- asyncpg version: 0.20.1
- PostgreSQL version: PostgreSQL 10.6 on x86_64-pc-linux-gnu, compiled by gcc (GCC) 4.8.3 20140911 (Red Hat 4.8.3-9), 64-bit
- Do you use a PostgreSQL SaaS? If so, which? Can you reproduce
the issue with a local PostgreSQL install?: unknown - this depends on being somewhere critically inside the iterator for conn.cursor(...)
- Python version: 3.7.7 (default, Mar 24 2020, 03:07:37) \n[GCC 9.2.0]
- Platform: python:3.7-alpine
- Do you use pgbouncer?: No.
- Did you install asyncpg with pip?: yes
- If you built asyncpg locally, which version of Cython did you use?: N/A
- Can the issue be reproduced under both asyncio and
uvloop?: uvloop is not used in this installation.
I made use of a asyncpg.pool.Pool created via create_pool with a command_timeout of None.
Midway through heavy load, the RDS instance crashed and rebooted, losing all connections.
However, the connections actively in use jammed and as of this time have been jammed for well over an hour. Using awaitwhat and a shell, I was able to determine that all the coroutines were jammed on the following:
async def _execute_iter(self, conn):
async for record in conn.cursor(self.query, *self.bindings.values):
yield record
async def execute(self):
conn = self.conn()
if conn is None:
raise ValueError("Connection has been garbage collected!")
cursor = self._execute_iter(conn)
if self.iterable:
return cursor
items = []
async for record in cursor: # <---- jammed in here indefinitely!
items.append(record)
return tuple(items)
Upon grabbing a stalled coroutine with my backdoor shell, I discovered a surprising behavior!
>>> tasks[0].get_stack()[0].f_locals['conn']
<PoolConnectionProxy <asyncpg.connection.Connection object at 0x7fe02b594d70> 0x7fe02a56df10>
>>> tasks[0].get_stack()[0].f_locals['conn'].is_closed()
False
>>> tasks[0].get_stack()[0].f_locals['conn']
<PoolConnectionProxy <asyncpg.connection.Connection object at 0x7fe02b594d70> 0x7fe02a56df10>
>>> tasks[0].get_stack()[0].f_locals['conn'].is_in_transaction()
True
>>> tasks[0].get_stack()[0].f_locals['conn']._con.get_server_pid()
22062
>>> await tasks[0].get_stack()[0].f_locals['conn']._con.fetch('SELECT 1')

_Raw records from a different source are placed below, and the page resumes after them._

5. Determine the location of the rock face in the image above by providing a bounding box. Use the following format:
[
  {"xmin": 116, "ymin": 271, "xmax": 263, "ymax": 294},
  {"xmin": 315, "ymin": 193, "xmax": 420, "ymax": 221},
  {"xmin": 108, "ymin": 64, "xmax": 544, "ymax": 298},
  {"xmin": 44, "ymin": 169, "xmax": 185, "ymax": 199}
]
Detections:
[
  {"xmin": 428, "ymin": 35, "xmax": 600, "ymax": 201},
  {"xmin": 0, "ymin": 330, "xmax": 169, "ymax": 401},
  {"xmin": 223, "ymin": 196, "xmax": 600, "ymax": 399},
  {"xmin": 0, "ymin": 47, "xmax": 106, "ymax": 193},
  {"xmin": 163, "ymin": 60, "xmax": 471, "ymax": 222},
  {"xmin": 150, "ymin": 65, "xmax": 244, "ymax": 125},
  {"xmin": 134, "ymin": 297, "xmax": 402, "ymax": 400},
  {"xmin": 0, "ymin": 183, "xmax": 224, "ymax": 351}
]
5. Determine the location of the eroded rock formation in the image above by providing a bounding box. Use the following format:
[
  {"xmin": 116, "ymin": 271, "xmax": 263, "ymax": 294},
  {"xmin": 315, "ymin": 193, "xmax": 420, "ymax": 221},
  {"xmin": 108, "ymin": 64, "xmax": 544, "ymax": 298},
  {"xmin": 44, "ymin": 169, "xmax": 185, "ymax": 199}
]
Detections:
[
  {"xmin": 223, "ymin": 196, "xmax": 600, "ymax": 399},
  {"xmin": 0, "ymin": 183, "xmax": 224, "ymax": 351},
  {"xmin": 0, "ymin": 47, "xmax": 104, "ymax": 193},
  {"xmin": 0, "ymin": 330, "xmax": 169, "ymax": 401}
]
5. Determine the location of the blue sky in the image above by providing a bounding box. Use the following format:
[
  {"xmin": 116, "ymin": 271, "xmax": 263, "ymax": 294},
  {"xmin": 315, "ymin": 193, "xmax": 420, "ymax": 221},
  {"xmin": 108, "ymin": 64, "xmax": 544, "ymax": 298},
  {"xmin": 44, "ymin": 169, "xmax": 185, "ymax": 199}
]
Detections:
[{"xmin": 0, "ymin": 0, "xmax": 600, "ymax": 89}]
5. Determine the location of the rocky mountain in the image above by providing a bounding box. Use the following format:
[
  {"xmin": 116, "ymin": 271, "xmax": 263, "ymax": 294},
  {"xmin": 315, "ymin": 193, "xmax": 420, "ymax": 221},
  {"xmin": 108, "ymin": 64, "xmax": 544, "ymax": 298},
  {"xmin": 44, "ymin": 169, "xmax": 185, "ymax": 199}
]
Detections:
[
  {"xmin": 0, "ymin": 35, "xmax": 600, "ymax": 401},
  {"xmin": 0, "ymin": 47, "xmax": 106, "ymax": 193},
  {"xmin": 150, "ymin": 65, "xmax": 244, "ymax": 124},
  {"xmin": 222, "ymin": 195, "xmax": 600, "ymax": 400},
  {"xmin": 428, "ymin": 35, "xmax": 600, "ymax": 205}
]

Traceback (most recent call last):
File "/usr/local/lib/python3.7/asyncio/selector_events.py", line 814, in _read_ready__data_received
data = self._sock.recv(self.max_size)
ConnectionResetError: [Errno 104] Connection reset by peer
The above exception was the direct cause of the following exception:
Traceback (most recent call last):
File "/usr/local/lib/python3.7/site-packages/aioconsole/execute.py", line 95, in aexec
result, new_local = yield from coro
File "<aexec>", line 2, in __corofn
File "/usr/local/lib/python3.7/site-packages/asyncpg/connection.py", line 420, in fetch
return await self._execute(query, args, 0, timeout)
File "/usr/local/lib/python3.7/site-packages/asyncpg/connection.py", line 1403, in _execute
query, args, limit, timeout, return_status=return_status)
File "/usr/local/lib/python3.7/site-packages/asyncpg/connection.py", line 1411, in __execute
return await self._do_execute(query, executor, timeout)
File "/usr/local/lib/python3.7/site-packages/asyncpg/connection.py", line 1423, in _do_execute
stmt = await self._get_statement(query, None)
File "/usr/local/lib/python3.7/site-packages/asyncpg/connection.py", line 328, in _get_statement
statement = await self._protocol.prepare(stmt_name, query, timeout)
File "asyncpg/protocol/protocol.pyx", line 163, in prepare
asyncpg.exceptions.ConnectionDoesNotExistError: connection was closed in the middle of operation
>>> tasks[0].get_stack()[0].f_locals['conn'].is_closed()
Traceback (most recent call last):
File "/usr/local/lib/python3.7/site-packages/aioconsole/execute.py", line 95, in aexec
result, new_local = yield from coro
File "<aexec>", line 2, in __corofn
File "/usr/local/lib/python3.7/site-packages/asyncpg/pool.py", line 56, in call_con_method
meth_name))
asyncpg.exceptions._base.InterfaceError: cannot call Connection.is_closed(): connection has been released back to the pool
>>>
I submit to you that in the code for iterating through a cursor, something does not properly handle the case of a sudden connection reset. Notice how when I actually attempt to use the stalled connection which is blocked in an async for record in cursor generator, it suddenly realizes the connection is dead!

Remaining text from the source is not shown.